Finally, aerial drones are not the only technology terrorist groups can exploit. In January 2017, Houthi rebels killed two Saudi soldiers with a sea-based drone. As aquatic drone technology continues to proliferate, terrorist capabilities may widen to include attacks on coastal cities. Aquatic drones maintain the security challenges of aerial drones but can dramatically widen the target range of drone-based terror. Land-based drones may pose a threat as well, since “fighters in Syria and Iraq have been […] experimenting with remotely controlled vehicles and small robots for nearly a decade.”

Countering Drone-Based Terror

US doctrine focuses on active and passive defense, as well as a proactive intelligence-based approach, to countering air threats. Because of the small size, speed, and maneuverability of drones, they may not be detectable to forms of active defense reliant on radar. However, communication jamming may be a particularly effective form of defense against drones, reducing targeting accuracy and thus the potential threat.

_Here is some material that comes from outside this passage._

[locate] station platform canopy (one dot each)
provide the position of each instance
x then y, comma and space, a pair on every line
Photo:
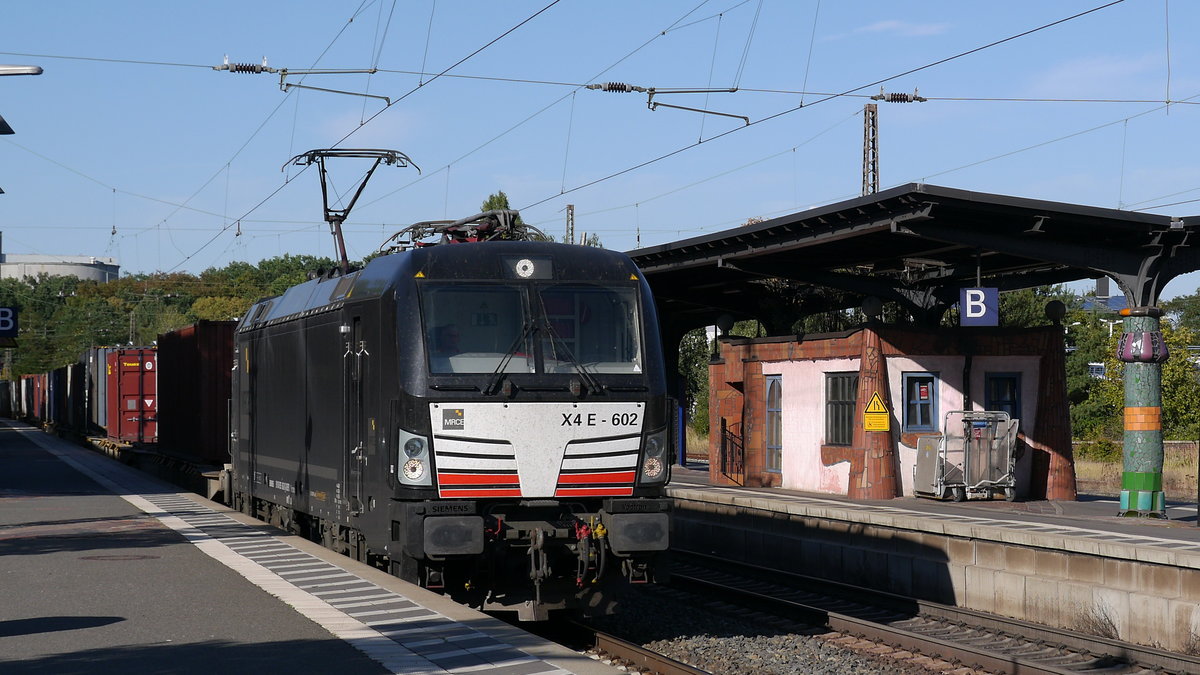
916, 245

Additionally, acoustic and radio detection methods can make up for radar’s shortcomings in countering drone incursion. On the passive side of defense, simple behavioral changes like hosting high-profile events indoors, varying arrival and departure agendas of potential target personnel, and changing transport routes can make all types of terror, not just drone-based attacks, more difficult. Finally, greater control and oversight of the supply chain, through the monitoring of suspicious purchases and cooperation with manufacturers, would decrease the likelihood of terrorist groups acquiring drones in the first place.

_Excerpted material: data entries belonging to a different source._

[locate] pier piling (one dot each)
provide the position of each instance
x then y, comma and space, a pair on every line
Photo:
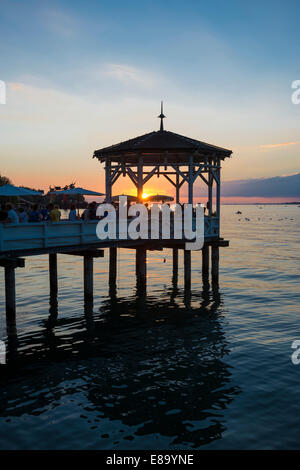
53, 274
10, 264
112, 266
88, 276
215, 264
141, 267
205, 262
187, 269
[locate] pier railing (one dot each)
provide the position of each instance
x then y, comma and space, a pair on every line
43, 235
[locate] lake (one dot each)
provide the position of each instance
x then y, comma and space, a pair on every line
166, 370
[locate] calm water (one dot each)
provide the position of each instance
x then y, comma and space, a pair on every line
165, 371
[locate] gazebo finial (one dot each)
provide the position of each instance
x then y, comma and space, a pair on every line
161, 116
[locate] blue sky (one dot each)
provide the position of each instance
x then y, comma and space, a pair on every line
82, 75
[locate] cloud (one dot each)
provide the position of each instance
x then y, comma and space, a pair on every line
16, 86
128, 74
284, 144
60, 23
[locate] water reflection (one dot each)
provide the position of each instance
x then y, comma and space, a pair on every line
154, 364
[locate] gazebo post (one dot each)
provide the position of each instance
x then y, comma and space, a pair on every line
210, 190
140, 180
177, 189
187, 253
191, 179
219, 195
108, 188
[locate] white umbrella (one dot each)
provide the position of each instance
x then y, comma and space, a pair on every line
77, 192
129, 198
11, 190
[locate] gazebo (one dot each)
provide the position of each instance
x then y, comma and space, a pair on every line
177, 158
180, 160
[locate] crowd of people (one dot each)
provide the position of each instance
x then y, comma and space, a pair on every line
41, 213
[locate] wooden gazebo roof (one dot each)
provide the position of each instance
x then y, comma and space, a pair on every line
157, 145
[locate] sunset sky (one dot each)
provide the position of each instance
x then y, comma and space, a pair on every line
82, 75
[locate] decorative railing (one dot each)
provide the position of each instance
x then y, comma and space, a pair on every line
30, 236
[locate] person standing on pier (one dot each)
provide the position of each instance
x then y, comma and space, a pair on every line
54, 214
12, 216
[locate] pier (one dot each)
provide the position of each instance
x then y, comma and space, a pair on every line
178, 159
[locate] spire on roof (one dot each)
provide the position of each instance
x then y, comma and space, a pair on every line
161, 116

Drone-Based Terror Takeaways

Drone-based terror can be seen as an emerging threat to the global security environment which demands immediate and creative solutions. Terrorist groups are already making use of drones in the air, at sea, and on land in a variety of situations and capacities. The barriers to acquiring, arming, and using drones are lower than ever, and drone-based attacks come with their own unique security challenges. As drone technology improves, becomes cheaper, and proliferates, militaries will have to reckon with new security paradigms to combat this rapidly-evolving threat.